A/B Testing skill

A/B Testing is an agent skill for AI coding assistants (Claude Code, OpenClaw, Cursor, Codex). Experimentation guidance: A/B test design, sample-size/MDE calculation, pre-analysis plans, SRM and validity checks, frequentist + Bayesian + sequential analysis, variance reduction (CUPED), and ship/no-ship decisions. Use when designing or analyzing an A/B test, sizing an experiment, prioritizing tests, debugging suspicious results, or deciding whether to ship a variant.

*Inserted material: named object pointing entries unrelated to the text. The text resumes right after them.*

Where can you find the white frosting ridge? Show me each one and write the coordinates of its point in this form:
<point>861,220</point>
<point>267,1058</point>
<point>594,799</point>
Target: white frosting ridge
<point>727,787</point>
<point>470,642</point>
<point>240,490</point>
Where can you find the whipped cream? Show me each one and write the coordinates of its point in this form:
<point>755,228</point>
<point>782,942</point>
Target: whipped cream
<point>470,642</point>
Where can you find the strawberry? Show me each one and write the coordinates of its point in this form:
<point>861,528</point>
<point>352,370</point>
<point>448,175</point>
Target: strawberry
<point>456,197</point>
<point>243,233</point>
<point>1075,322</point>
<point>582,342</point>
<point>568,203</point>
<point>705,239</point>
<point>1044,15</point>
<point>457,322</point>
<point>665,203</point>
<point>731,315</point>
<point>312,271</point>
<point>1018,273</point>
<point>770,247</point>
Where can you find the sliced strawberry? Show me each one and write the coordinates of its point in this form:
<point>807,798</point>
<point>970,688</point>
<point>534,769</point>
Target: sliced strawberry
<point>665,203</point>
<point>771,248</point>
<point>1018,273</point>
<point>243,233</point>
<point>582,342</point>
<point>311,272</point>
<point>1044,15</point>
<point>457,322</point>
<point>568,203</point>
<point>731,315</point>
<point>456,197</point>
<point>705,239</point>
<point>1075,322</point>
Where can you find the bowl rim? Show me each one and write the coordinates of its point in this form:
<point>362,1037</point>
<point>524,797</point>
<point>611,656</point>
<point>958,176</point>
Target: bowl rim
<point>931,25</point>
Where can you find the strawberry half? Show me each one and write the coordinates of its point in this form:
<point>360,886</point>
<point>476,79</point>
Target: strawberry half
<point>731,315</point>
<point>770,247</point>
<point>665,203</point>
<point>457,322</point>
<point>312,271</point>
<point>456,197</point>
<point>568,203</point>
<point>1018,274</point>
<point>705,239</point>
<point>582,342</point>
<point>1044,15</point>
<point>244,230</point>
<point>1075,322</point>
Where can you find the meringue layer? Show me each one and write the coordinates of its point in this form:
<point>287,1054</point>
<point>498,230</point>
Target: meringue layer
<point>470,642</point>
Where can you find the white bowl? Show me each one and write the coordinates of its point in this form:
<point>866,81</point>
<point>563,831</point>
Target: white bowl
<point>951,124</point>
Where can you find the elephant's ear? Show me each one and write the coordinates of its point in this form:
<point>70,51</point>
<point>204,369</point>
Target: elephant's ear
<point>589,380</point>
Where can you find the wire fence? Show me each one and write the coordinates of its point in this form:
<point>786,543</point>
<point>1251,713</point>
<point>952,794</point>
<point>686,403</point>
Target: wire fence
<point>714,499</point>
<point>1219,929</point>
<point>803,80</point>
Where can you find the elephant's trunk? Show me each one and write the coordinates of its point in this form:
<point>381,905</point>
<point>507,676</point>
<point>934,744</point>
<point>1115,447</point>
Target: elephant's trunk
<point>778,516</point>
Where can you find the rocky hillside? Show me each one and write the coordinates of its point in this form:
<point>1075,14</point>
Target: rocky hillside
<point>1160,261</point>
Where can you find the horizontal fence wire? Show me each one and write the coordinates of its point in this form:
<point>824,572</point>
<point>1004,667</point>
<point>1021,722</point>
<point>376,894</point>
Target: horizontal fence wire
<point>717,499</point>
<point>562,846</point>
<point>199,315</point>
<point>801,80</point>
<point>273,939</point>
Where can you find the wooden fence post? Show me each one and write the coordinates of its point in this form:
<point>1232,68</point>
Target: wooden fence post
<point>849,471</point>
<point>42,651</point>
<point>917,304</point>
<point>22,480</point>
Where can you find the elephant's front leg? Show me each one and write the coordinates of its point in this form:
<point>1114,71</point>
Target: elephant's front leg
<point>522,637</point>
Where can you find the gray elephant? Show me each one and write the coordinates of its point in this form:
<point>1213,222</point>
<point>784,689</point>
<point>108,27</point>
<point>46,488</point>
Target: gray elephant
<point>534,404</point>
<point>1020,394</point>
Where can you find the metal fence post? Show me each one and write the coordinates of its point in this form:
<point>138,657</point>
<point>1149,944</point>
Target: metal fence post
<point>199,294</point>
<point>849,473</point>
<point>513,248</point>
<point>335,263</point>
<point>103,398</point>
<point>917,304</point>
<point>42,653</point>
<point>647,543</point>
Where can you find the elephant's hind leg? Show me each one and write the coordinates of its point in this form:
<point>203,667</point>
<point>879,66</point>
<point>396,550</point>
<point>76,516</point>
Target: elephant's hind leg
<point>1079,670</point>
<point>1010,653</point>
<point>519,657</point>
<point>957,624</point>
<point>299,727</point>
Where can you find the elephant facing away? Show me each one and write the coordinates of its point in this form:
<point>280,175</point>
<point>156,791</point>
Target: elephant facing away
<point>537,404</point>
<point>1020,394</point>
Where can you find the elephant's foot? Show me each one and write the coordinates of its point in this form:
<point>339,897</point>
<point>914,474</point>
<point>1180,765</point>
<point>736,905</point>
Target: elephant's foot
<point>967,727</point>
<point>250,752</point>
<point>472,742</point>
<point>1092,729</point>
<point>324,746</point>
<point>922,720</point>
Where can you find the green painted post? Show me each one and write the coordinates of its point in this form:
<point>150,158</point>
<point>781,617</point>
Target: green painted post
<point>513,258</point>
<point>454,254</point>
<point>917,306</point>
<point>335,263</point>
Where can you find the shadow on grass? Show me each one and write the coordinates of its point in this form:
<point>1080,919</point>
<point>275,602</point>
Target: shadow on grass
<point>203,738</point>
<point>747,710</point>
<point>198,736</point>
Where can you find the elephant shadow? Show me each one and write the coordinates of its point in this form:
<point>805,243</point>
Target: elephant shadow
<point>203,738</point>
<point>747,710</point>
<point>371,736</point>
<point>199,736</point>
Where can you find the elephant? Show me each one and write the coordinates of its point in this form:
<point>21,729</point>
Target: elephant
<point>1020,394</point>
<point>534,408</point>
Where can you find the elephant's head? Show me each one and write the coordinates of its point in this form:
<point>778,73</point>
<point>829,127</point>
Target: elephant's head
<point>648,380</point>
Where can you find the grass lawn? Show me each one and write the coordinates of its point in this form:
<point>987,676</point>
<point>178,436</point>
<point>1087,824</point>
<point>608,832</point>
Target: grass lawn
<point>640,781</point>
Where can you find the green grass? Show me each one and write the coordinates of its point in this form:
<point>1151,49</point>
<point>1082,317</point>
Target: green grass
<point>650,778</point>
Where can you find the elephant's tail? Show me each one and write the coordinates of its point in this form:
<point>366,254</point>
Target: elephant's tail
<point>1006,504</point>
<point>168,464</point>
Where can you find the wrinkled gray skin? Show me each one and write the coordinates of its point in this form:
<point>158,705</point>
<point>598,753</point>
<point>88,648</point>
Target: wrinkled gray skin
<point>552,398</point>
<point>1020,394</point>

Install with: npx skills-ws install ab-testing.

conversionv1.0.0Updated
copied ✓
openclawclaude-codecursorcodex
0 installsSecurity scan: cleanSource code

A/B Testing

Workflow

1. Hypothesis Generation

Format: If we [change], then [metric] will [improve/decrease] by [amount], because [rationale].

Example: If we shorten the signup form from 5 fields to 3, then signup completion rate will increase by 15%, because friction reduction at high-intent moments increases conversion.

2. Prioritization

ICE framework (quick):

FactorScore 1-10Definition
Impact1-10How much will it move the metric?
Confidence1-10How sure are we it'll work?
Ease1-10How fast/cheap to implement?
ICE Score(I + C + E) / 3

RICE framework (more rigorous):

FactorDefinition
ReachHow many users affected per quarter?
ImpactExpected effect size (0.25, 0.5, 1, 2, 3)
Confidence% sure (100%, 80%, 50%)
EffortPerson-weeks to implement
RICE Score(R × I × C) / E

3. Sample Size Calculation

Formula:

n = (Z_α/2 × √(2p̄(1-p̄)) + Z_β × √(p₁(1-p₁) + p₂(1-p₂)))² / (p₂ - p₁)²

Where:
  p₁ = baseline conversion rate
  p₂ = expected conversion rate (baseline × (1 + MDE))
  p̄  = (p₁ + p₂) / 2
  Z_α/2 = 1.96 (for 95% confidence)
  Z_β   = 0.84 (for 80% power)

Quick reference table:

Baseline rateMDE (relative)Sample per variant
2%10%78,000
2%20%20,000
5%10%30,000
5%20%7,700
10%10%14,300
10%20%3,700
20%10%6,300
20%20%1,600

Test duration:

Days needed = (Sample per variant × 2) / Daily traffic to test page

Minimum: run ≥ 1 full business cycle (usually 7 or 14 days) so every day-of-week and any weekly purchase/payday rhythm is represented; never stop mid-week even if the sample target is hit early.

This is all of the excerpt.